According to reports out of the National Police Headquarters (ORFK) to MTI via Magyar Nemzet, 7,406 people entered Hungary at the Ukrainian-Hungarian border section on Thursday, while 8,014 people crossing the Romanian-Hungarian border declared to authorities that they were coming from Ukraine.
Among those admitted, the police issued temporary residence certificates, valid for 30 days, to 88 people. During this time, they must visit the office of the National Directorate General of Immigration, to obtain official documentation for their stay.
At the same time, Magyar Nemzet has also reported that Zelensky plans to tax Ukrainian citizens and businesses to continue funding the war. This is not going over so well with those Ukrainians remaining in the country.
With a population of some 38 million in 2022, 6.5 million reportedly had fled the country due to Russia’s aggression as of February 2024. IOM Hungary reports that 4.2 million Ukrainians have passed through Hungary, with just 65,000 refugees remaining in the country as of late January 2024, according to ACAPS.
With a majority of refugees being women and children, continuous conscription efforts by the Ukrainian government have resulted in plenty of men trying to flee as well, with Zelensky even supporting an EU-wide draft for those who have.
There are also reports of Ukrainians returning back home, but the continued violence and now new tax measures are sure to discourage many.
Businesses have understandably been in an uproar over a draft of the new tax law submitted in July.

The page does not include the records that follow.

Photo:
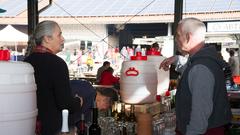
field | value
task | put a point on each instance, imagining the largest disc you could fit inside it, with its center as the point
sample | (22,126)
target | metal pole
(178,11)
(32,22)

Even the U.S. has advised the country to perhaps instead take action against lost revenues due to tax evasion and corruption related to Ukraine’s gray market.
The American Chamber of Commerce even released a statement, as cited by Politico: “AmCham Ukraine firmly believes that the source for additional tax revenues is in combatting evasion and ensuring equal rules for all, not increasing taxes on legitimate taxpayers who already bear the highest burden.”
Ukraine’s finance minister, Sergii Marchenko, has apparently insisted that all other resources have been “exhausted.” While the government will also turn to borrowing for three-quarters of the $12 billion additional funds it needs, the rest will need to come from imposing higher taxes on people and businesses.